The Senate has approved a bill that would allow college athletes to cash in — including via endorsement deals — from their name, image or likeness.
That bill (SB 646) was approved Monday morning via a 37-2 vote. Rockledge Republican Sen. Debbie Mayfield sponsored the legislation. Only Sens. Joe Gruters and Keith Perry voted against the measure.
College athletes are currently considered amateurs, though many receive a scholarship to attend their respective universities. The National Collegiate Athletic Association (NCAA), which regulates those athletes, has rules barring students from making money off their likeness.
Florida lawmakers pushed the measure after California approved a similar bill. Those state-level efforts prompted the NCAA to promise a change in its rules governing the practice.
That’s resulted in a shift in the Senate legislation, which was originally set to take effect this year. Mayfield’s bill now goes into effect in July 2021 in order to give NCAA officials time to make changes on their own.
Gov. Ron DeSantis backs the legislation. Republican Sen. Rob Bradley also echoed support for the push during debate Monday.
“I think we send a very clear message to the NCAA, the SEC, the Big 10 — all these organizations — that we’re serious about doing the right thing when it comes to our student-athletes,” Bradley said.
Democratic Sen. Randolph Bracy also voted in favor of the bill. But he did voice concerns arguing follow-up legislation will be needed in the future.
“I think this bill only benefits the very best players at the larger schools,” Bracy said.
“We need to continue to look at how we make it fair for all students, because they all contribute.”
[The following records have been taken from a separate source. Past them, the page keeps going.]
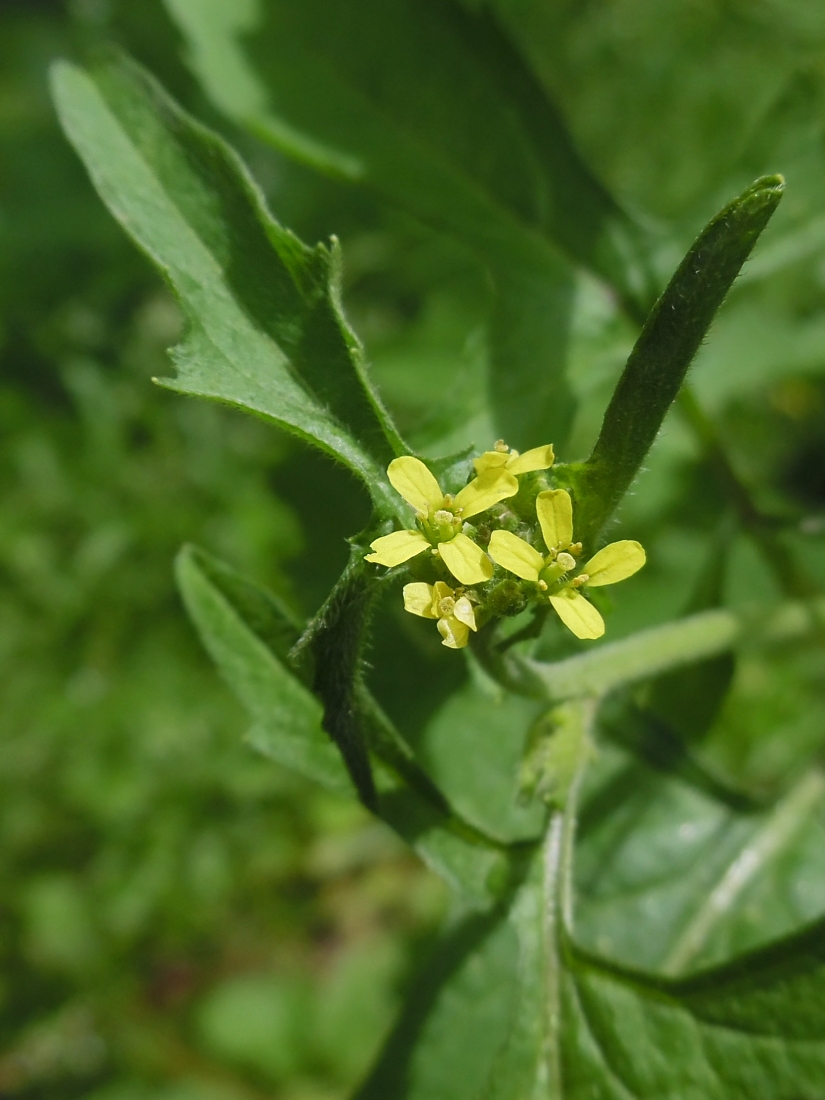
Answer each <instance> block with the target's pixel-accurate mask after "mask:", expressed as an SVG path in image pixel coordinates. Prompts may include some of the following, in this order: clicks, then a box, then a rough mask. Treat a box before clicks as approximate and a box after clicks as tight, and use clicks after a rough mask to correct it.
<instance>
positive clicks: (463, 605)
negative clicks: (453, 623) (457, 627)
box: [452, 596, 478, 630]
mask: <svg viewBox="0 0 825 1100" xmlns="http://www.w3.org/2000/svg"><path fill="white" fill-rule="evenodd" d="M452 617H453V618H456V619H458V620H459V623H463V624H464V626H469V627H470V629H471V630H477V629H478V627H477V626H476V625H475V612H474V610H473V605H472V604H471V603H470V601H469V599H467V597H466V596H462V597H461V599H456V601H455V610H454V612H453V613H452Z"/></svg>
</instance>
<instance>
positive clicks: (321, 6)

Perry, in opposing the bill during the committee process, worried the legislation could impact existing contracts between universities and athletic conferences.
The final bill barred athletes from agreeing to deals that conflict with team contracts. Perry did not speak on the floor to explain his final vote against the measure Monday morning.
House Democratic Leader Kionne McGhee and Republican Rep. Chip LaMarca are behind the House version of the bill (HB 7051). After that legislation was temporarily postponed Friday, the House is set to bring up the Senate version this week.
LaMarca says he’s ready for the House to move forward.
“While so many others profit off of young women and men, these talented athletes have been left behind by a system that is centered on greed. Today we are on the way to changing that,” LaMarca said after the Senate’s approval.
“When I first began this journey months ago my team did not expect the outpouring of support from legislative and community leaders. I cannot thank the countless students, parents, professional athletes, coaches, and directors enough. And a huge thank you to Gov. Ron DeSantis for his early and steadfast support.”
Current compensation rules are restrictive. For instance, they block athletes from making money from autographs. In 2017, a kicker from the University of Central Florida was also declared ineligible by making money off his YouTube channel.
The bill would also institute financial literacy courses for student athletes. Those athletes would be able to hire agents as well.
Fewer than 2 percent of college athletes make it to the pros where they can cash in, according to the NCAA’s own stats. And all risk injury before even getting that far.